C'est le paradoxe de cette série: je crise, je roule des yeux et il y a pleins de détails qui m'agacent mais...j'adore quand même. J'ai lu le tome 2 en 48 heures et j'ai très envie de découvrir la suite. Les intrigues principales sont très prenantes et j'aime beaucoup l'univers que construit Cassandra O'Donnell.

Elle arrive à développer un monde cohérent et personnel en s'inspirant du genre de l'Urban fantasy. On est tout de suite bien dans cette petite communauté et on comprend très vite comment elle s'organise. J'aime bien aussi l'histoire que l'autrice met en place. L'ancienne guerre entre les clans, le traité de paix et les Directum. Le fait que ça se passe dans le Vermont me plait beaucoup aussi, ça change de New York ou de Londres. Le côté plus intimiste d'une petite ville donne l'impression d'être dans un cocon, un endroit familier.

J'ai beau râlé sur le physique de

s personnages mais il faut admettre qu'ils sont rudement attachants. Beth, Leo, Gordon, Aligargh et même Rebecca, je les aime bien. Ils ne sont pas parfaits (hormis le physique) et c'est ce qui les rend sympathiques. On aimerait bien passer du temps avec eux. Bref je les aime tous - ne me parlez pas de Bruce, je ne pourrais plus m'arrêter - sauf les vampires (débarrassez moi de Michael et Raphael please!) et Mark (qui est personnage gâché d'ailleurs mais on ne va pas charger la mule non plus). 

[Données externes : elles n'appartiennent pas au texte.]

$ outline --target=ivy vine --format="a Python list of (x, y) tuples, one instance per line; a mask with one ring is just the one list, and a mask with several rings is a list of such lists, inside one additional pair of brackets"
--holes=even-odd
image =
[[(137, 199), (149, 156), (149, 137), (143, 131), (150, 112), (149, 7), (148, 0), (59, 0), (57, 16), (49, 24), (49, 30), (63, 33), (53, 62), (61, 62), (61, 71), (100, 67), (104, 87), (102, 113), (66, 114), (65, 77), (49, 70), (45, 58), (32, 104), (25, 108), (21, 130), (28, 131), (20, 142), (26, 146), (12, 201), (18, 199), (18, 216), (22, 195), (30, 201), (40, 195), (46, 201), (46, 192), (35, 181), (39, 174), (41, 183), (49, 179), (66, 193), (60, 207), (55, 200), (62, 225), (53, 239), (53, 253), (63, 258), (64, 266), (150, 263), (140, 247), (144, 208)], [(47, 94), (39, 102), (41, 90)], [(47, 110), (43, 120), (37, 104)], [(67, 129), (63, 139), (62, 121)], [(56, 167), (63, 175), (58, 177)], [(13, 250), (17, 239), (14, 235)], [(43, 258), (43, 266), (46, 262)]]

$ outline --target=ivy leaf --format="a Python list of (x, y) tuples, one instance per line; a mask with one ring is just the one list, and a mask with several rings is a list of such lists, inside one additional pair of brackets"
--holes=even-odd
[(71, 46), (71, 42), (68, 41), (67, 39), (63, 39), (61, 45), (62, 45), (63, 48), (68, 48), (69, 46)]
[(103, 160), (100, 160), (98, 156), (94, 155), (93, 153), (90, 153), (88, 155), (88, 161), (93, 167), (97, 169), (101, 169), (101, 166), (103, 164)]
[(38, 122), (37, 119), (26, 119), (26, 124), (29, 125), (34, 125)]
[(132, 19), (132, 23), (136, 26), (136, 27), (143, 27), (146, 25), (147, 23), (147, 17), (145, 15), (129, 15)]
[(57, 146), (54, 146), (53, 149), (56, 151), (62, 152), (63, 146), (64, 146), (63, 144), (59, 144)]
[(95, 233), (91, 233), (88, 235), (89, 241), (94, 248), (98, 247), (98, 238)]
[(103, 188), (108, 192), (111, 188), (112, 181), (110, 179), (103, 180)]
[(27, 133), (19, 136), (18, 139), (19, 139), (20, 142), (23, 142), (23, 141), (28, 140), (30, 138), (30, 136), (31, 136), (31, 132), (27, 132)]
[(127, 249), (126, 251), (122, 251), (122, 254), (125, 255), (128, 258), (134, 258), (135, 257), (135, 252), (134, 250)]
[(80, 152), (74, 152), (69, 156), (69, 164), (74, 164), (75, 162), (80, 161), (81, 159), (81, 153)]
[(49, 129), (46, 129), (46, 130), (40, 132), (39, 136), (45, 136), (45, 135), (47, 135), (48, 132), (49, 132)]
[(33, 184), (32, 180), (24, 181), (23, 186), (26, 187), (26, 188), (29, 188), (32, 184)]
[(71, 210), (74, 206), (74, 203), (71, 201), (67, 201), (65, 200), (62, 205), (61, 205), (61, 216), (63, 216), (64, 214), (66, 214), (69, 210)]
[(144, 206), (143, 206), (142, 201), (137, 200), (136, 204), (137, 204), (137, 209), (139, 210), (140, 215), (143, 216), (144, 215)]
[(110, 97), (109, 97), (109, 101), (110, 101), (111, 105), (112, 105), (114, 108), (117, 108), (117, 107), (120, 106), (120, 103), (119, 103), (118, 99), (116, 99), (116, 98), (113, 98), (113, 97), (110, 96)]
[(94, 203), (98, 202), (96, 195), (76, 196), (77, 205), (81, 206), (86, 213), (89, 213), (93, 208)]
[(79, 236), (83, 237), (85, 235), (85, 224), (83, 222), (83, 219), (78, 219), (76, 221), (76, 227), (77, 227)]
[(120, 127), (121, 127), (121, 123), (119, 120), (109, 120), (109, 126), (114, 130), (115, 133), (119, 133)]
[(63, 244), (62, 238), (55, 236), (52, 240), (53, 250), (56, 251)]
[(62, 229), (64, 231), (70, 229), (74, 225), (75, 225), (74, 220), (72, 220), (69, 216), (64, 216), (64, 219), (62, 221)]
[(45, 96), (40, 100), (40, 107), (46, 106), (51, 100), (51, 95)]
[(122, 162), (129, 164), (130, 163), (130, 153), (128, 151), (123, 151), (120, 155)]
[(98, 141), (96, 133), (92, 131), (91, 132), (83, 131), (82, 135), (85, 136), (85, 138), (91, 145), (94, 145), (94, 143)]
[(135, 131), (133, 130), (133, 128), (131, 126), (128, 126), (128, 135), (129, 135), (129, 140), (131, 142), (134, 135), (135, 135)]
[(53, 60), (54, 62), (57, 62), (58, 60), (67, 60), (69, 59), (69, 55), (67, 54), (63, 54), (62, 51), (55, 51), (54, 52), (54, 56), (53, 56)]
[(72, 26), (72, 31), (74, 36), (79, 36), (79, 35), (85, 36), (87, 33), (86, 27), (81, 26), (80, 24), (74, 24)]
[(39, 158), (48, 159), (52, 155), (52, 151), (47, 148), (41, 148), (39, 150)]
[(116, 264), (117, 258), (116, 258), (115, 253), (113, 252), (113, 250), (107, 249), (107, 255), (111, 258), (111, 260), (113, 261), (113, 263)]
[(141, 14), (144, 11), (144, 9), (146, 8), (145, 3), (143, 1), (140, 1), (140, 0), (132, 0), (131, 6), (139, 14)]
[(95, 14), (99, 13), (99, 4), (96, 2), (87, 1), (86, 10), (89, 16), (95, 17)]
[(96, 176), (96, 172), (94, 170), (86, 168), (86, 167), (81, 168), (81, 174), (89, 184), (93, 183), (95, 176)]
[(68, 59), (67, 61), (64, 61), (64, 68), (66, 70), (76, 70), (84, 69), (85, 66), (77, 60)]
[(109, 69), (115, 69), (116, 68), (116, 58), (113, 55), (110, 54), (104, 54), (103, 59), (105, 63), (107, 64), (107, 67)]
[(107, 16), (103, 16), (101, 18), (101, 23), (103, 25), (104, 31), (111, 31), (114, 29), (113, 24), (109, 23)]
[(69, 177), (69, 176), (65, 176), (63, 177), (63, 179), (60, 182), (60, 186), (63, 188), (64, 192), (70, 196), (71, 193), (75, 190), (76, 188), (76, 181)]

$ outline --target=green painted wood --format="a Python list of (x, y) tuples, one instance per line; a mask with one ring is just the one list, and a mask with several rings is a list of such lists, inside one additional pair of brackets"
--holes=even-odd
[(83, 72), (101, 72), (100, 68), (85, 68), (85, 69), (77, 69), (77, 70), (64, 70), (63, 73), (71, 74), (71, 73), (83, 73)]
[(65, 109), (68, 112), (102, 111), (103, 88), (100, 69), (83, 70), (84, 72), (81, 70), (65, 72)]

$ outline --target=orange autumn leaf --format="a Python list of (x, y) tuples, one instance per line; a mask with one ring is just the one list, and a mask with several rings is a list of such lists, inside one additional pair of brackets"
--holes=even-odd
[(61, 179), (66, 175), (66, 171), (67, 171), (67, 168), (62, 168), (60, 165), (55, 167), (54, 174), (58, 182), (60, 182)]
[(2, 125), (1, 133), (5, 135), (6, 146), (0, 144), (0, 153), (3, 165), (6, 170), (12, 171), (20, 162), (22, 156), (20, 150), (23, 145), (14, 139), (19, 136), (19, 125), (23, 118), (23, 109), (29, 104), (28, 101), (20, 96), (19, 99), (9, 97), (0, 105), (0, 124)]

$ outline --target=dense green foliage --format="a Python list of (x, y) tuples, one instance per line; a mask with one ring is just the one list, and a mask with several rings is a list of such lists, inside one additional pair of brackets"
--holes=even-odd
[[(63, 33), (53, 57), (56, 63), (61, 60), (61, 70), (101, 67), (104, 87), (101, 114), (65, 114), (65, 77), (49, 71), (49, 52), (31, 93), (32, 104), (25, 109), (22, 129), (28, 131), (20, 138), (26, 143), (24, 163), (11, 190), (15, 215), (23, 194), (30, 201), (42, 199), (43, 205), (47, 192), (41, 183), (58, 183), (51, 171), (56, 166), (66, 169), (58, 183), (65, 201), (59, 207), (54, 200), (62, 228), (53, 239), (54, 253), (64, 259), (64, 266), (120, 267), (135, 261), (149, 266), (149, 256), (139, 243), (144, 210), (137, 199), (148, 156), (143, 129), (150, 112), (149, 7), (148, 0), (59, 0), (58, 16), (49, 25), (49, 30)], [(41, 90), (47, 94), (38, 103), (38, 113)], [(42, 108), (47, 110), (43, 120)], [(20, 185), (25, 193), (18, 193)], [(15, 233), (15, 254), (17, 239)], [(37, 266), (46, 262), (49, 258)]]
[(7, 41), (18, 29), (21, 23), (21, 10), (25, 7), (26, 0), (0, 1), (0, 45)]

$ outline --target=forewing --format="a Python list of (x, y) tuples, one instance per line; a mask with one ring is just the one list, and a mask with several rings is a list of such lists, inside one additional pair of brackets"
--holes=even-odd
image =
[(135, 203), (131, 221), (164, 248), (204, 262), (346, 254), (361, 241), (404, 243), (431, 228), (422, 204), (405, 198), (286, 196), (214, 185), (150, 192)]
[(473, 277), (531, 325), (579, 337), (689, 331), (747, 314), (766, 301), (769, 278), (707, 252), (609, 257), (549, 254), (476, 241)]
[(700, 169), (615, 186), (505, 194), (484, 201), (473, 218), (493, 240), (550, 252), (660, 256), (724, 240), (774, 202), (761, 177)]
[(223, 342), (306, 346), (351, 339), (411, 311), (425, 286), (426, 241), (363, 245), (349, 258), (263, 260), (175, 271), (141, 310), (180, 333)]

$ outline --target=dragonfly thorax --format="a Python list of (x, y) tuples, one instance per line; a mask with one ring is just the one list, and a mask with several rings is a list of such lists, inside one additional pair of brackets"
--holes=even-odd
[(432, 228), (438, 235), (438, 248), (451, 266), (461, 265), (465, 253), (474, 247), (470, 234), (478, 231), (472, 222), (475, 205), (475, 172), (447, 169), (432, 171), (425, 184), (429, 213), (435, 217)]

Donc voila, je suis consciente des défauts de la série mais malgré tout...et bien j'aime beaucoup et je compte lire la suite. C'est exactement le genre d'univers que j'aime, c'est souvent très drôle, les intrigues sont bonnes et c'est carrément addictif. Je continuerai sans doute à rouler des yeux et à soupirer mais malgré tout Rebecca Kean c'est cool.

Allez on va oublier la rationalité, je retourne dans mon canapé, j'ai le tome 3 qui m'attends.